Scientists previously thought that dinosaurs evolved from their smaller ancestors over a period of at least 10 million years but findings of a new study suggest that the evolution occurred in less than five million years.
For the new study published in the Proceedings of the National Academy of Sciences on Dec. 7, Randall Irmis, from the Natural History Museum, and colleagues used radioactive isotope measurements for dating the zircon crystals that were found in the sediments of the Chañares Formation, which is known for its fossils of early dinosaur relatives.
The analysis revealed that the formation is between 234 million and 236 million years old from the Late Triassic period, which means that the fossils of the dinosaur's reptile predecessors, the early dinosauromorphs, that were sandwiched in the rock layers are of the same age.
The early dinosauromorphs were like the dinosaurs sans some key features such as the former having a ball-and-socket hip that rotates easily and an additional vertebra at the end of their spine.
Scientists have already studied dinosauromorphs but there were uncertainties about their age since biostratigraphy, the technique used to date their fossils, were not as accurate as other dating methods such as the one employed in the new study.
The findings provided evidence that the early dinosauromorphs lived between five to 10 million years earlier than previously believed revamping the long held timeline of the early dinosauromorphs evolving into dinosaurs. The study likewise offered proof that the dinosaurs evolved much faster than previously thought.
"We constrain the rate of dinosaur origins, demonstrating their relatively rapid origin in a less than 5-Ma interval, thus halving the temporal gap between assemblages containing only dinosaur precursors and those with early dinosaurs," Irmis and colleagues wrote.

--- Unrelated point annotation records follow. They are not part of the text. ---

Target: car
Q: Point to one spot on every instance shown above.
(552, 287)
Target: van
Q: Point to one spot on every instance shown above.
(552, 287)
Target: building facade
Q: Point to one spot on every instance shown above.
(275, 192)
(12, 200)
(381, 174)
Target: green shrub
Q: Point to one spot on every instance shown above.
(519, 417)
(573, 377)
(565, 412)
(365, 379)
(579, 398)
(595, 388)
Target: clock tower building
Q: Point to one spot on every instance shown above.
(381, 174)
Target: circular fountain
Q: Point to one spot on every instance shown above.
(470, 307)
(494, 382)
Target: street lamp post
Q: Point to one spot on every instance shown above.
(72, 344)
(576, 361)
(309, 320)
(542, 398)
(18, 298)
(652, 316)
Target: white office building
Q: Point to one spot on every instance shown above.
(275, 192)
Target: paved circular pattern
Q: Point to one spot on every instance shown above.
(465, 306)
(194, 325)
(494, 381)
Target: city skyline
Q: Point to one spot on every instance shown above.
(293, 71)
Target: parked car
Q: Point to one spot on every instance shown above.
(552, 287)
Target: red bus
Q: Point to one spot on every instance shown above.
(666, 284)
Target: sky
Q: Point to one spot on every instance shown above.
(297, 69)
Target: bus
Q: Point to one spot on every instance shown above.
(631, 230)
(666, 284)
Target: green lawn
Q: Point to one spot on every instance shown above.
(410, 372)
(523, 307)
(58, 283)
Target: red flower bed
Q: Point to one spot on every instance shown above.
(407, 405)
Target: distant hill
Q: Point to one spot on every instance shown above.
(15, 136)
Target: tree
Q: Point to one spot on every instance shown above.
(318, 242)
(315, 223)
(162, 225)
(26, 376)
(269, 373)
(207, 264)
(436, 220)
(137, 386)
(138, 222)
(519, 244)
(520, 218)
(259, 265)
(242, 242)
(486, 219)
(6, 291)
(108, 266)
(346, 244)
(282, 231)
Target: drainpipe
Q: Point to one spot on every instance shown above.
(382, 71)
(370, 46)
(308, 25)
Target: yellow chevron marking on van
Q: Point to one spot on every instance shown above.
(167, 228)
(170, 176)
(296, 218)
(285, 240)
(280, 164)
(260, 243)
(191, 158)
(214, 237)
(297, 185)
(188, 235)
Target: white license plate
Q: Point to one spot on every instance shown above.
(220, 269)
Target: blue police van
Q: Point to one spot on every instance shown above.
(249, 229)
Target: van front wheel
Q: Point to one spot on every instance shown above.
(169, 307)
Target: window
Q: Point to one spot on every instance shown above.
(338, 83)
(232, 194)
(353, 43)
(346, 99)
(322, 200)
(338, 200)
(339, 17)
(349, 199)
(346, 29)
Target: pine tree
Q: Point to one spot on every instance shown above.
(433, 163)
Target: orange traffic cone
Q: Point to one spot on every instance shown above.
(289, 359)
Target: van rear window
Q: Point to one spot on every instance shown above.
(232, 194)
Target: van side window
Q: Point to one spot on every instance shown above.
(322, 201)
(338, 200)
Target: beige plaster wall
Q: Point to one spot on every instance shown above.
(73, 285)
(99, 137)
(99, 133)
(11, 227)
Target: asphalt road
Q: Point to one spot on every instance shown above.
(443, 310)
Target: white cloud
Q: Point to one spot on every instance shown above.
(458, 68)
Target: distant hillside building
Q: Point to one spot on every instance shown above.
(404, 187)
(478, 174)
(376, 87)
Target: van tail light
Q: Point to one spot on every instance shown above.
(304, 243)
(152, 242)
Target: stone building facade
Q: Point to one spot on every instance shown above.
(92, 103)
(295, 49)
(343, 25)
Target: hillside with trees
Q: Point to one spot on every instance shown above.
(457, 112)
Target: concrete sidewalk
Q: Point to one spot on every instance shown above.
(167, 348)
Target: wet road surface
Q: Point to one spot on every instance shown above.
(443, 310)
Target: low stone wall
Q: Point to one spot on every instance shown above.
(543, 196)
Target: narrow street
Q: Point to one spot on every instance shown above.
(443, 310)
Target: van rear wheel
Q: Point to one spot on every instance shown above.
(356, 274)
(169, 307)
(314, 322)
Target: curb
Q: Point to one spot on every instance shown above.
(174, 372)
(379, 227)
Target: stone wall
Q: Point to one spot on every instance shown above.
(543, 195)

The researchers said that although the dinosaurs may have evolved rapidly, the prehistoric animals appear to have dominated paleo-Earth in a smooth and gradual manner. It took quite a while for the prehistoric giants to spread globally as it took them millions of year after their origin to gradually dominate the mid to high-latitude regions of the Earth.
"You don't seem to see dinosaurs showing up and immediately taking over," Irmis said. "It really emphasizes that there wasn't much special about the first dinosaurs. They were pretty similar to their early dinosauromorph relatives and probably doing very similar things."